Photo by Josh P. Crotzer
Dan Wilson
Claim to fame: Owner of Dan Bats (danbats.com), a home-based baseball bat manufacturer in Fountain Inn that creates customized bats for both performance and display.
Around the horn: Dan Wilson and his wife, Erica, grew up in the Midwest and met at a small college in Indiana before making their way to the Upstate. A highly regarded knuckleball pitcher and cleanup hitter in high school, Wilson rejected Division I offers in favor of ministerial studies in college.
Full count: The couple have three young children, including a set of twins. Dan is also an Edward Jones financial advisor with an office in Laurens.
Chatter: “Any sport where a 33% success rate makes you an all-star is a really tough sport. Owning your own business is just as hard.”
Dan Wilson is a problem-solver who knows a thing or two about woodworking and baseball. So, when his bat kept busting during recreation league games, Wilson went to work creating a solution that could withstand his big swings.

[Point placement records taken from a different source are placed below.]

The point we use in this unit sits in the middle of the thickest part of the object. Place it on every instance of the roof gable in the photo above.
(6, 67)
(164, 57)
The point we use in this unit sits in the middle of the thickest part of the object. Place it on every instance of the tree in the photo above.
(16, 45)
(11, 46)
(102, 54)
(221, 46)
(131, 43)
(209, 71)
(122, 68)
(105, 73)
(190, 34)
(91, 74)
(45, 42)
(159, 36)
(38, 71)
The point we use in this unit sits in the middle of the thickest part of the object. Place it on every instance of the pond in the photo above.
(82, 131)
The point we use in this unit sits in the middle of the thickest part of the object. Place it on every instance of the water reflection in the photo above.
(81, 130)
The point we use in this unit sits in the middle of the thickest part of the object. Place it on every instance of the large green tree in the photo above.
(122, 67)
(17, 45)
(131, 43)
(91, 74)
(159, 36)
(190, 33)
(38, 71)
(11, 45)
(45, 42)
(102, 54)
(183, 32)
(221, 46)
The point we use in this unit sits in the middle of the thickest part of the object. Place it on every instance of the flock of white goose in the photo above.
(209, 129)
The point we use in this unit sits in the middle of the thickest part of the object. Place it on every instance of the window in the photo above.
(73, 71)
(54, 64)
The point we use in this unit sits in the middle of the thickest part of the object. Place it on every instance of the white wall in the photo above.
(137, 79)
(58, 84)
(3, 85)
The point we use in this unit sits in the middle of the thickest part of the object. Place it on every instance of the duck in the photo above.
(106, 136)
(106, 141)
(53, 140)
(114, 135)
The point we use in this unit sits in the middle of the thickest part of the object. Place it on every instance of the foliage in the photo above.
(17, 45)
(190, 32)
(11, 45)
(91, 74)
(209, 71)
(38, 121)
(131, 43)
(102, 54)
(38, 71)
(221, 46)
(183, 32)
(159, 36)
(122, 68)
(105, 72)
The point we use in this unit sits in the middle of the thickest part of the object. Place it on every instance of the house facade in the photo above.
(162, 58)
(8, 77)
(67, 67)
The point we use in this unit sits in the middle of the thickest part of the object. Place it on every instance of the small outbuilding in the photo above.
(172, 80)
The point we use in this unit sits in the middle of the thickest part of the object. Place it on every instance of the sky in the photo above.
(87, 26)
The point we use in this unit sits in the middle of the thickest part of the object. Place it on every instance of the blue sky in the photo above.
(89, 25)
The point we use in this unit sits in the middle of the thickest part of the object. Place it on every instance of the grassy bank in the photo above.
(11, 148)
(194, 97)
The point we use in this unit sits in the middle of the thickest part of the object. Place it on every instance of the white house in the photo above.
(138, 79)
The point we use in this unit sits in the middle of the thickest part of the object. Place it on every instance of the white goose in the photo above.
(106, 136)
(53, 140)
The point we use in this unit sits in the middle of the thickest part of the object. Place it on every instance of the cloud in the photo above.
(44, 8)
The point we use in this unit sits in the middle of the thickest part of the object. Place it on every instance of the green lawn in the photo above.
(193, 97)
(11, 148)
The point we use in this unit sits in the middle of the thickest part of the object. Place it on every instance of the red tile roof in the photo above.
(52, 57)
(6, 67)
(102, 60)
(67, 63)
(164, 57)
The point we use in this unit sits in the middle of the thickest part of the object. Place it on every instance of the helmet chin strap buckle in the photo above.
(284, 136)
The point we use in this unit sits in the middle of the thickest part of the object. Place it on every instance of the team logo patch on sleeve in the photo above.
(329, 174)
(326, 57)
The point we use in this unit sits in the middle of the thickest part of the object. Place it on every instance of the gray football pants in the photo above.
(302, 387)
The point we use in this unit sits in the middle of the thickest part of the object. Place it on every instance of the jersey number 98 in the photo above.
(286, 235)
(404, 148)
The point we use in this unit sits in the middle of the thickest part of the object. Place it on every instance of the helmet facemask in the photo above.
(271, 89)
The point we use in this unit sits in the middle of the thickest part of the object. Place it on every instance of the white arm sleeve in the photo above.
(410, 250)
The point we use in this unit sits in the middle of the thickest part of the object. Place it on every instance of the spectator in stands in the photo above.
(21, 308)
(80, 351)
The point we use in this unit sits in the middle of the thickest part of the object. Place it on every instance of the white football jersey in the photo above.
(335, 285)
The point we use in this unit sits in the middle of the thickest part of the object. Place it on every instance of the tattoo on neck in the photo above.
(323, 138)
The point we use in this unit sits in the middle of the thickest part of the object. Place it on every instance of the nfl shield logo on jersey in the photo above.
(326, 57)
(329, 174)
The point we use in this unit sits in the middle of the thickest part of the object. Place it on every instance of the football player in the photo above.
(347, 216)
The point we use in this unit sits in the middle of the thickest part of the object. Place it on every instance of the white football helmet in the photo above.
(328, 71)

His custom-made bat—sourced from wood grown in extremely cold climates and rubbed with a cow femur to compress the already dense grain—was not only a smashing success for him but soon became the preferred lumber for everyone who stepped to the plate with it.
“The first time I used it, it just sounded different,” says Wilson. “That’s when I knew I was on to something. Pretty soon, my teammates were using it and so were guys on the other teams.”
Wilson went from hand-crafting bats for league friends and fulfilling custom online requests, to buying out a precut bat manufacturer in New York, which provided the equipment and clients to fill larger orders and expand the business, Dan Bats. At his shop, which is next to their home in Fountain Inn, he crafts premium bats with just about any color or stain, flame-treatments and engravings.
While he still makes bats for the purpose of ripping a baseball across the diamond, most of the orders are now of the trophy variety.
“Wooden bats are a $300 million industry,” says Wilson. “Trophies and awards are a $3 billion industry. If you have a custom-made bat hanging in your office, it’s eye-catching. It’s a conversation starter.”
Wilson keeps swinging for the fences, helping to develop a bat with embedded sensors that can provide metrics to batters and coaches. The Cincinnati Reds and St. Louis Cardinals tested prototypes during spring training.
“Baseball is all about data and analytics,” says Wilson. “With this technology, we can customize a bat to the individual player.”
It’s another problem Dan Wilson has solved with a good wood bat.